Two implementations of Numpy fromfile?


I am trying to update some legacy code that uses np.fromfile in a method. When I try searching the numpy source for this method I only find np.core.records.fromfile, but when you search the docs you can find np.fromfile. Taking a look at these two methods you can see they have different kwargs which makes me feel like they are different methods altogether.

My questions are:

1) Where is the source for np.fromfile located?

2) Why are there two different functions under the same name? This can clearly get confusing if you aren't careful about the difference as the two behave differently. Specifically np.core.records.fromfile will raise errors if you try to read more bytes than a file contains while np.fromfile does not.

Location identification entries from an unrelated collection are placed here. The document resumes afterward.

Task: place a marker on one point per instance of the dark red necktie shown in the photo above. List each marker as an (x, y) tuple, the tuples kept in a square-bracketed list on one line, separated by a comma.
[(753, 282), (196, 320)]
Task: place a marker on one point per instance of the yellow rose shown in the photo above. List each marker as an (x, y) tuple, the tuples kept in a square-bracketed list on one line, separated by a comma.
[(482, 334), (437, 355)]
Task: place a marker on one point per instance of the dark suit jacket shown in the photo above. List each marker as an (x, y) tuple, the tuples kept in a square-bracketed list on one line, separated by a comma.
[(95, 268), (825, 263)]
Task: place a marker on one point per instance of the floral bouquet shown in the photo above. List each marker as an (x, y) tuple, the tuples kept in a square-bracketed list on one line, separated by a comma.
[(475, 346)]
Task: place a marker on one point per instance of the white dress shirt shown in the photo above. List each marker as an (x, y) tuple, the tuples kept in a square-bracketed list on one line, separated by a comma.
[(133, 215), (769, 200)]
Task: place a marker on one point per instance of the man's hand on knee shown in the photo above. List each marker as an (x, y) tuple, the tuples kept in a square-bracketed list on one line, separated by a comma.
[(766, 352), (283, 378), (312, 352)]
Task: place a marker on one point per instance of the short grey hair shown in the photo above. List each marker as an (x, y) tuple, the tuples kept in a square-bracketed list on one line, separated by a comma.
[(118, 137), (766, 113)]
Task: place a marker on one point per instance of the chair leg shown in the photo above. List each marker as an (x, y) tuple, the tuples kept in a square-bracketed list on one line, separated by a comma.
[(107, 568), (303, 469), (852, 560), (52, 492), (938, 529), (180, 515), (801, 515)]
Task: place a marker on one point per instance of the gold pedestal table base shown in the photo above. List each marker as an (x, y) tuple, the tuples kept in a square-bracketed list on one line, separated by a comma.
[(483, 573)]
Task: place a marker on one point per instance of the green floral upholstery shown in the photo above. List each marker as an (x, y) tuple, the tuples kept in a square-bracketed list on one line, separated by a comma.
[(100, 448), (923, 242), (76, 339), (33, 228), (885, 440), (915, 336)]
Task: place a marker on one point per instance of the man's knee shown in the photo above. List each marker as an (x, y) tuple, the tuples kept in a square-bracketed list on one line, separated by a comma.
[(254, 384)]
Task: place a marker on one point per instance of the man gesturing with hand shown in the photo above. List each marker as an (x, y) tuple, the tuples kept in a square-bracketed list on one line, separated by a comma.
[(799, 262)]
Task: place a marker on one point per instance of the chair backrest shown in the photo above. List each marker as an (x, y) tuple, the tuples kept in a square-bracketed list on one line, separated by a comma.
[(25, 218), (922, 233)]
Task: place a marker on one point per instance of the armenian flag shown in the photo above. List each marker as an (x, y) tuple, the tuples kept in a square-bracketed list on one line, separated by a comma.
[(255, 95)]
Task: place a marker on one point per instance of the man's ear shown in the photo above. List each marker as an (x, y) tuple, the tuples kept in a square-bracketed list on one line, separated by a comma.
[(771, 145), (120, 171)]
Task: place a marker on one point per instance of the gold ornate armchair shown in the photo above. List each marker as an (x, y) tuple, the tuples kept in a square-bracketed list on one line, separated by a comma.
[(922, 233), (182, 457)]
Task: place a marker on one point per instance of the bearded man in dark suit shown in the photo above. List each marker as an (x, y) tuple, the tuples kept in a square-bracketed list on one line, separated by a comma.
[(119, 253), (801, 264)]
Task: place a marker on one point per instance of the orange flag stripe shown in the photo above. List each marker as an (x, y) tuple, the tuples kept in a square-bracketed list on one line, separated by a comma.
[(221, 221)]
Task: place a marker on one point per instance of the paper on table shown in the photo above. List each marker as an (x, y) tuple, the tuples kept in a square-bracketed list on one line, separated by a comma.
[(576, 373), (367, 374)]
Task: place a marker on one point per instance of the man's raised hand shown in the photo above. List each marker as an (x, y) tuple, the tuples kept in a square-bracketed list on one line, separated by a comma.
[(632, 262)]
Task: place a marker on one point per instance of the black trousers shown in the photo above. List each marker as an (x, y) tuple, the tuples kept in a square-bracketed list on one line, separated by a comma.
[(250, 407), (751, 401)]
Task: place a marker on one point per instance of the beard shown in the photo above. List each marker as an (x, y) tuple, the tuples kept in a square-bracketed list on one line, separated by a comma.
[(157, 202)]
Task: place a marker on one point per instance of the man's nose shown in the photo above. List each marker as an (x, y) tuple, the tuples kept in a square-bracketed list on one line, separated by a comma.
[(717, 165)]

You can find a minimal example below.

In [1]: import numpy as np

In [2]: my_bytes = b'\x04\x00\x00\x00\xac\x92\x01\x00\xb2\x91\x01'

In [3]: with open('test_file.itf', 'wb') as f:
            f.write(my_bytes)

In [4]: with open('test_file.itf', 'rb') as f:
            result = np.fromfile(f, 'int32', 5)

In [5]: result
Out [5]: 

In [6]: with open('test_file.itf', 'rb') as f:
            result = np.core.records.fromfile(f, 'int32', 5)
ValueError: Not enough bytes left in file for specified shape and type

Solution

  • If you use help on np.fromfile you will find something very... helpful:

    Help on built-in function fromfile in module numpy.core.multiarray:
    
    fromfile(...)
        fromfile(file, dtype=float, count=-1, sep='')
    
        Construct an array from data in a text or binary file.
    
        A highly efficient way of reading binary data with a known data-type,
        as well as parsing simply formatted text files.  Data written using the
        `tofile` method can be read using this function.
    

    As far as I can tell, this is implemented in C and can be found here.

    If you are trying to save and load binary data, you shouldn't use np.fromfile anymore. You should use np.save and np.load which will use a platform-independent binary format.